Re: thermal throttling on xps13: unchecked MSR access error

From: srinivas pandruvada
Date: Tue Dec 13 2022 - 21:13:00 EST


Hi Linus,

Sorry about the issue.

On Tue, 2022-12-13 at 16:35 -0800, Linus Torvalds wrote:
> Hmm.
>
> I don't think I've seen this before on my trusty old x86 laptop (XPS
> 13 9380 - it's a few years old)
>
>     unchecked MSR access error: WRMSR to 0x1b1
>       (tried to write 0x0000000004000aa8)
>       at rIP: 0xffffffff8b8559fe (throttle_active_work+0xbe/0x1b0)
>
You got a (PROCHOT#) throttling event.

> I'm blaming one of
>
>   930d06bf071a ("thermal: intel: Protect clearing of thermal status
> bits")
>   6fe1e64b6026 ("thermal: intel: Prevent accidental clearing of HFI
> status")
>
This is to blame. I am able to reproduce on an old system.

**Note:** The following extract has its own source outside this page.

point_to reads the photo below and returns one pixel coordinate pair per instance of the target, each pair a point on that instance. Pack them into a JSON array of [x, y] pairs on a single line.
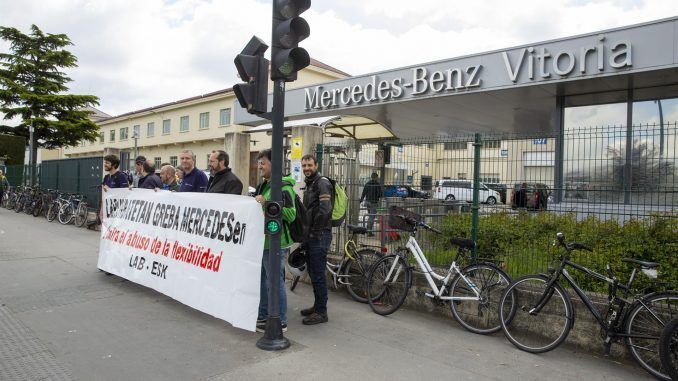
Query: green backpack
[[340, 203]]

I sent a patch " thermal: intel: Don't set HFI status bit to 1"

Please check.

Thanks,
Srinivas

> with no real reason apart from being the last commit to touch that
> function, but also when it started happening.
>
> The first kernel I see this for is 6.1.0-03225-g764822972d64, but
> honestly, it's possible that it has happened before too, and the real
> issue is that the machine just happened to be hot and throttling at
> bootup and/or I just didn't notice.
>
> The CPU in this thing is a
>
>   Intel(R) Core(TM) i7-8565U CPU @ 1.80GHz
>
> which hopefully makes somebody go "Ahh, yes, I missed that case".
>
> I don't *think* the MSR access checking has changed, but maybe it
> did,
> and I'm barking up the wrong tree.
>
> Anybody?
>
>                  Linus